The agency currently does not.
It also recommended increasing rates where necessary, but industry officials argue doing so could push farmers away from buying policies. If that happens, they say, farmers will once again become dependent on even more expensive disaster assistance programs.
In a letter, the Risk Management Agency stated it will continue to revise premium rates in an appropriate, prudent and sound manner.
“If rates get much higher, a significant number of farmers may choose to not participate in the program,” VanderWal said. “That could lead to instability in food supplies and prices.”
Slicing the wealthiest farmers’ subsidies could lead to big savings
In addition to adjusting premium rates in high-risk areas, the accountability office found that decreasing premium subsidies for the wealthiest farmers could lead to further taxpayer savings.
Unlike other USDA programs, crop insurance subsidies do not vary depending on income level. For instance, to receive certain conservation program benefits, farmers cannot have a three-year average gross income of more than $900,000.
With crop insurance, though, a farmer who makes $1 million per year gets the same subsidy rate as a farmer who makes $50,000 a year.
If subsidies to wealthy farmers had been cut by 15 percent from 2009 through 2013, the government could have saved at least $70 million, the accountability office found. Furthermore, only 1 percent of crop insurance participants would have been affected by such a cut.
The Senate-passed version of the 2014 Farm Bill originally included a provision that decreased subsidies for farmers who averaged a gross income of more than $750,000 in a three-year period.
One crop insurance participant highlighted in the report insured more than 150,000 acres in multiple states each year from 2009 through 2013. The government provided that participant with $6.1 million in premium subsidies during that time, and the participant collected $4 million in claims.
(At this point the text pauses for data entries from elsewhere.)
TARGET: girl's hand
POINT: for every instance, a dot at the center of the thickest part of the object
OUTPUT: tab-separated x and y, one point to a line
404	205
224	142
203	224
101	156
Overall, most major crops are covered by crop insurance.
More than four out of every five acres of corn, soybean, wheat and cotton are insured under the federal program, USDA statistics show.
“[Crop insurance] is one of the only tools available to mitigate risk from flooding, drought, disease and pest infestations that affect quality and production,” said Goehring. “Feeding, employing and fueling our nation is done by our farm and ranch families in America.”